Post sponsored by

MIL OSI Translation. Region: Russian Federation –

We set off on a voyage with the letter carrier Dunya, examine the Northern River Station and find out what the film owes to Charlie Chaplin.

On April 24, 1938, the musical comedy “Volga-Volga” was released on the cinema screens. Like the previous joint works of the creative and family union of director Alexandrov and actress Orlova, the new film was a huge success. The director wanted not only to entertain the audience, but also to show in his film the achievements of the Soviet Union: steamships, airplanes, airships, and most importantly, the recently opened Moscow-Volga Canal (now it is the Moscow Canal) and the newly built Northern River Station were captured in the frame. We set off on a voyage through the history of the creation of the film and, of course, to the Moscow filming locations.

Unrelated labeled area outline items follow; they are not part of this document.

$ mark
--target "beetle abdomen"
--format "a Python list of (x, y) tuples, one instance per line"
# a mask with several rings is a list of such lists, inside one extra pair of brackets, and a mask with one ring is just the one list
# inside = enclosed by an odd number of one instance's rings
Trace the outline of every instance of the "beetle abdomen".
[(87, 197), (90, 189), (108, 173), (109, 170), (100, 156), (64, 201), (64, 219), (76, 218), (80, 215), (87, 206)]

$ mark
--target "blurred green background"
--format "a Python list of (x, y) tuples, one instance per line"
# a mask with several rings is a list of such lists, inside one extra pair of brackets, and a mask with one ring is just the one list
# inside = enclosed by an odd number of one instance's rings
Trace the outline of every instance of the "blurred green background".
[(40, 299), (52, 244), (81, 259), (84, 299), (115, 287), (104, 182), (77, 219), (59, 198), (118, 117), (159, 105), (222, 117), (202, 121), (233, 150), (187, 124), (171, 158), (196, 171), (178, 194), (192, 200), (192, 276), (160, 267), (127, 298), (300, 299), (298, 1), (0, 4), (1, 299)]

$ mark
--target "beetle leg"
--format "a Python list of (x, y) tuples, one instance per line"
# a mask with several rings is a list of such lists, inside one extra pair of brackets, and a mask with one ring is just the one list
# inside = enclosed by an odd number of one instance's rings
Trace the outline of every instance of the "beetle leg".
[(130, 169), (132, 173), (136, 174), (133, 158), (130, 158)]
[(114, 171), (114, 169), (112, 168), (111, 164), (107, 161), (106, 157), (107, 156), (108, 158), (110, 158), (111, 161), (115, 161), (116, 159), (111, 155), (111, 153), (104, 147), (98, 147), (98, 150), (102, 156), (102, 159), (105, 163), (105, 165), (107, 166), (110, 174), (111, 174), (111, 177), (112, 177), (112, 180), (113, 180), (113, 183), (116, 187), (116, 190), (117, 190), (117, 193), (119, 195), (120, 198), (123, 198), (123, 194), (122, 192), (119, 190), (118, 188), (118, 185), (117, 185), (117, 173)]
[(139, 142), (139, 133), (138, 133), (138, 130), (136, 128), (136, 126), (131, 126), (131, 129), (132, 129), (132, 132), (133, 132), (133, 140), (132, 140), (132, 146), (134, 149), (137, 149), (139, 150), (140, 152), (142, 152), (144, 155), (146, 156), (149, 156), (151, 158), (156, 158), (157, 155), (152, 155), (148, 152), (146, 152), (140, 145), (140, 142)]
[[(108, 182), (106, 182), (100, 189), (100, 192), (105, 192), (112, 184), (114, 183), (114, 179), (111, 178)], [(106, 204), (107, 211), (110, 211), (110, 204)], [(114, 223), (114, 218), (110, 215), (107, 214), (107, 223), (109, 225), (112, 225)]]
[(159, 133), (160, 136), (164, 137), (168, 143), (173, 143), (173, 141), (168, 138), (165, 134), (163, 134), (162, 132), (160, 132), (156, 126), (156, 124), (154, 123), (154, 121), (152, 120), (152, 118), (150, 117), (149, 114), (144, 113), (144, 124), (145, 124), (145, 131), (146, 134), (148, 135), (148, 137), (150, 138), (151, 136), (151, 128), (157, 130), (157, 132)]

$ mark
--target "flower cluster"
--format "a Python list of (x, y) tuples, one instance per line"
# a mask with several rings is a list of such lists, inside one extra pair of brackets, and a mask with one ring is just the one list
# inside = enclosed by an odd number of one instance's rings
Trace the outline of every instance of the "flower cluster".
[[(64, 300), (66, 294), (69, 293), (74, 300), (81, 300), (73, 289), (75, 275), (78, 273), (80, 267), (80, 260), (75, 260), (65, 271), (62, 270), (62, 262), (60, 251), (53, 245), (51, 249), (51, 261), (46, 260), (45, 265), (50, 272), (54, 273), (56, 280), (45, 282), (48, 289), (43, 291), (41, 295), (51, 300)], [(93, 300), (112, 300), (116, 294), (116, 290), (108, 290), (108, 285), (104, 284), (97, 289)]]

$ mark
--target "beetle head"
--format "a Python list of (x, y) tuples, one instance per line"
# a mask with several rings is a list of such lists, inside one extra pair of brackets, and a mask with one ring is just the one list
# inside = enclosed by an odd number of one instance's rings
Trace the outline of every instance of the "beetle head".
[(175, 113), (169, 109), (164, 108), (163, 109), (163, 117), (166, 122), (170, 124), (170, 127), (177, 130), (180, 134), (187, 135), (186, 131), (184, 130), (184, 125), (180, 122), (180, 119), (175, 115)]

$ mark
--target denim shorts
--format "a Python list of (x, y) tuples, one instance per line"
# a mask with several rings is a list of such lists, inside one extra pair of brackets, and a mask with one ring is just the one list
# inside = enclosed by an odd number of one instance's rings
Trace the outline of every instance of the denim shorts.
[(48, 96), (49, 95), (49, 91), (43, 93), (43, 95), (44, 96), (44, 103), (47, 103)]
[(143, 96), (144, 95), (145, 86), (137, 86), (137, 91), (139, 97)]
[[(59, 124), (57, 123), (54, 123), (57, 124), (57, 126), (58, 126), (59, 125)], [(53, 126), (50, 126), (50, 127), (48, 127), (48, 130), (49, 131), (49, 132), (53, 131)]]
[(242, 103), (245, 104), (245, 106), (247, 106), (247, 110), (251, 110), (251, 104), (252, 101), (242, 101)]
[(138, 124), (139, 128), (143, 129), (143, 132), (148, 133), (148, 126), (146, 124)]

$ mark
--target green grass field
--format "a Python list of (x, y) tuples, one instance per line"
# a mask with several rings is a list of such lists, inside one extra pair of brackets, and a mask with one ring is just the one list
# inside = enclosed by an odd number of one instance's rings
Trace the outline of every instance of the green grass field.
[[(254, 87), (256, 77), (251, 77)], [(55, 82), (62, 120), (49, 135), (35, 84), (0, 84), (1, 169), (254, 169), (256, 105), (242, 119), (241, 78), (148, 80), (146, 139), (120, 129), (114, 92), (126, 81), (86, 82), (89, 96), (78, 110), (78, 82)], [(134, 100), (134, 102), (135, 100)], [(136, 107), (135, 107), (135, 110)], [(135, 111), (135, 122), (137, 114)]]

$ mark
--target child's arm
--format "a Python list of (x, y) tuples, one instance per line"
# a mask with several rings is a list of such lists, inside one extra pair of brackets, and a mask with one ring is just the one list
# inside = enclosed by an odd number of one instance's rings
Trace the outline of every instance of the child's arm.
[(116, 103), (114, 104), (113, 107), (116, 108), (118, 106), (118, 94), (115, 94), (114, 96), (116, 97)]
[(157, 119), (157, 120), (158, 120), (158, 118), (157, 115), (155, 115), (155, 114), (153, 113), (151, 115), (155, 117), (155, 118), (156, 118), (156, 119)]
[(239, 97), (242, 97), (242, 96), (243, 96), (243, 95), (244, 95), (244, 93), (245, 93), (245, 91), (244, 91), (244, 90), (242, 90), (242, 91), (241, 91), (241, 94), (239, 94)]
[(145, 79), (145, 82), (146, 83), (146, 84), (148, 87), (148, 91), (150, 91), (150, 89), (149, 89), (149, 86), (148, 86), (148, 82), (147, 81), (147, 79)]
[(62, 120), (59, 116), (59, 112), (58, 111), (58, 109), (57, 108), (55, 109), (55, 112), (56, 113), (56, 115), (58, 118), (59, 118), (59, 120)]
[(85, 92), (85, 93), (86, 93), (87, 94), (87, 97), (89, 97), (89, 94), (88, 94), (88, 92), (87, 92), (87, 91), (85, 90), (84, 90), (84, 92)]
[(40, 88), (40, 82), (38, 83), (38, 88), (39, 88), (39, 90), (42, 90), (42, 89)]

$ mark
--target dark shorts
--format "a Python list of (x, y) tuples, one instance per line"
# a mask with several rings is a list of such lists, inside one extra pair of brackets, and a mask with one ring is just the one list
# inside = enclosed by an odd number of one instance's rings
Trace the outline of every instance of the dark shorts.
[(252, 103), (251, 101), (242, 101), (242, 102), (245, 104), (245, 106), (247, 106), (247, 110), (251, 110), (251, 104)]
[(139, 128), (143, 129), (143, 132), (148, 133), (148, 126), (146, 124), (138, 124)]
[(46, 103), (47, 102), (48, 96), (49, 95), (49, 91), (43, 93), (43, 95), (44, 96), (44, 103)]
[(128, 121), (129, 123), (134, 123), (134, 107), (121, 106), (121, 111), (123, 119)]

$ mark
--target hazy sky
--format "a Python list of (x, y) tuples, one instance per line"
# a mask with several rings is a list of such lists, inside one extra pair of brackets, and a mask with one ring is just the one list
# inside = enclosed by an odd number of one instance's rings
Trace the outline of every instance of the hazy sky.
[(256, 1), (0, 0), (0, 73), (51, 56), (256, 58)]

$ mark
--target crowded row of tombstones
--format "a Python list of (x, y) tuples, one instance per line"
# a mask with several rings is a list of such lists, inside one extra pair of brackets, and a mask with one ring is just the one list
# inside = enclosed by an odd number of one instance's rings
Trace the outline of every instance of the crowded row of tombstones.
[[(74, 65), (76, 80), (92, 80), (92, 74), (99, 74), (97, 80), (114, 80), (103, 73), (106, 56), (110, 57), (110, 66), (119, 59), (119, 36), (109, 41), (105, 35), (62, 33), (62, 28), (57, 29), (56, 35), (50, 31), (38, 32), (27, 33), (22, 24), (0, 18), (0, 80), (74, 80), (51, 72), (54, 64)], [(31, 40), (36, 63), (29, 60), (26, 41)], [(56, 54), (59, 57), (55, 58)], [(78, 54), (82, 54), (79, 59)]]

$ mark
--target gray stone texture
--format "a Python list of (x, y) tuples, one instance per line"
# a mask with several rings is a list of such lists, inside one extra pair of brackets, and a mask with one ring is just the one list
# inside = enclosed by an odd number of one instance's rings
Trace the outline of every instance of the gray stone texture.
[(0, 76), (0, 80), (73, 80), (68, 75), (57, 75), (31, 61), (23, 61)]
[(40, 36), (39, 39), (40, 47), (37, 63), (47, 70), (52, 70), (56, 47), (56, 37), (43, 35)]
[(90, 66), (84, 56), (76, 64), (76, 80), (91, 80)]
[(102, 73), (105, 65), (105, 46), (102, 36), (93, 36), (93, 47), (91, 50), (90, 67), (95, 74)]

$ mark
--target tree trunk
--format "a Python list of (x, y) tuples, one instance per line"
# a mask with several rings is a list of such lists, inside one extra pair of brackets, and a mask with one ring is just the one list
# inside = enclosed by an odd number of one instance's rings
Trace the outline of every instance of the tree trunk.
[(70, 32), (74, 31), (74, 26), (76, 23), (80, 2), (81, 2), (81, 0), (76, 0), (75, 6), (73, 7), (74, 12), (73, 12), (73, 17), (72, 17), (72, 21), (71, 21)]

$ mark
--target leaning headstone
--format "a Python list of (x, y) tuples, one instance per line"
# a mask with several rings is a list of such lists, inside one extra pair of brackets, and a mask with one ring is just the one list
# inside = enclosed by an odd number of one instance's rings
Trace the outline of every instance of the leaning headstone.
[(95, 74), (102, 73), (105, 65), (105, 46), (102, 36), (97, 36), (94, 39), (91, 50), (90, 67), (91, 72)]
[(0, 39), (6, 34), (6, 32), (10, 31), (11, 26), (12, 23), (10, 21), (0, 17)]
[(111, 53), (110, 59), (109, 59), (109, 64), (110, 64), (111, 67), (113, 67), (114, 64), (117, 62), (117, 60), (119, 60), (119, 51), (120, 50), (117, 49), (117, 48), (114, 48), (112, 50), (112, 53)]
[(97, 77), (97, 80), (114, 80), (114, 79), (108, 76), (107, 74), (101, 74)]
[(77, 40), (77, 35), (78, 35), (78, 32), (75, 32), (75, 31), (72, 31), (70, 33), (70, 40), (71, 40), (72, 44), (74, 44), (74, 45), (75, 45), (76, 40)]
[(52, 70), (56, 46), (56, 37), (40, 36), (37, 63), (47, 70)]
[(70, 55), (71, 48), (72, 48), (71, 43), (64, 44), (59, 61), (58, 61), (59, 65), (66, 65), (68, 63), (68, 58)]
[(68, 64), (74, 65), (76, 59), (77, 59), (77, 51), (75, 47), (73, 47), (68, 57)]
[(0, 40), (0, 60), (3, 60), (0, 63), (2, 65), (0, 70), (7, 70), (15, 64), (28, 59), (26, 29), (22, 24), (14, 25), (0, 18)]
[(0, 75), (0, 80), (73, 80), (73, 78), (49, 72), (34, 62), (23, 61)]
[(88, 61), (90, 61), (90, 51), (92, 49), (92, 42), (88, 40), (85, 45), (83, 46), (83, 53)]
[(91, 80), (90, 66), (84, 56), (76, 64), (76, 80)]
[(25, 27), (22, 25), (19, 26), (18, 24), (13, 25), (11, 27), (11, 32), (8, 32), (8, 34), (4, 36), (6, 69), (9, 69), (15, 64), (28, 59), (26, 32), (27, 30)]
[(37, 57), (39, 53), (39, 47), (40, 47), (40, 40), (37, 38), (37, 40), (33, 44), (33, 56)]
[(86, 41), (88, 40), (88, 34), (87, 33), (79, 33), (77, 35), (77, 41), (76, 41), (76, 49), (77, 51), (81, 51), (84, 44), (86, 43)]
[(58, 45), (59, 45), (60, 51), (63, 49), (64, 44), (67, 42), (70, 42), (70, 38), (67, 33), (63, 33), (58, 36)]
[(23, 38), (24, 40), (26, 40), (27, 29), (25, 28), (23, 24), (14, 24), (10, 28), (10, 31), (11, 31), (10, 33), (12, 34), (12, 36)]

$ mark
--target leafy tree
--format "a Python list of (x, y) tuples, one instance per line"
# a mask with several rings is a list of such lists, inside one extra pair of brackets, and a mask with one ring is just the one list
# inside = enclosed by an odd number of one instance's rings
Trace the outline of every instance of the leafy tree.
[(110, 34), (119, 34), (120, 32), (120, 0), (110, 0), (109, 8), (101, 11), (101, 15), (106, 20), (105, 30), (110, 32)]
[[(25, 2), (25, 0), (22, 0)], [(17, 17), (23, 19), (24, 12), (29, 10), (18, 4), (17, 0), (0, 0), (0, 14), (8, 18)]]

Struggle for amateur performance

Volga-Volga is a Soviet road movie, a travel film that tells the story of two amateur ensembles that sail on steamers to the Moscow Music Olympiad (this is the name of the amateur art show). Each ensemble has its own leader: one is led by the letter carrier Dunya, nicknamed Strelka (Lyubov Orlova), and the other is led by Alexei Trubyshkin (Andrei Tutyshkin). On the way, funny stories and incidents happen with the heroes and, of course, there is a place for a romantic line. The journey is accompanied by songs written by the composer Isaac Dunaevsky and the poet Vasily Lebedev-Kumach. The audience left the halls, humming easy-to-remember lines: “An amazing question: why am I a water carrier?” above a river”.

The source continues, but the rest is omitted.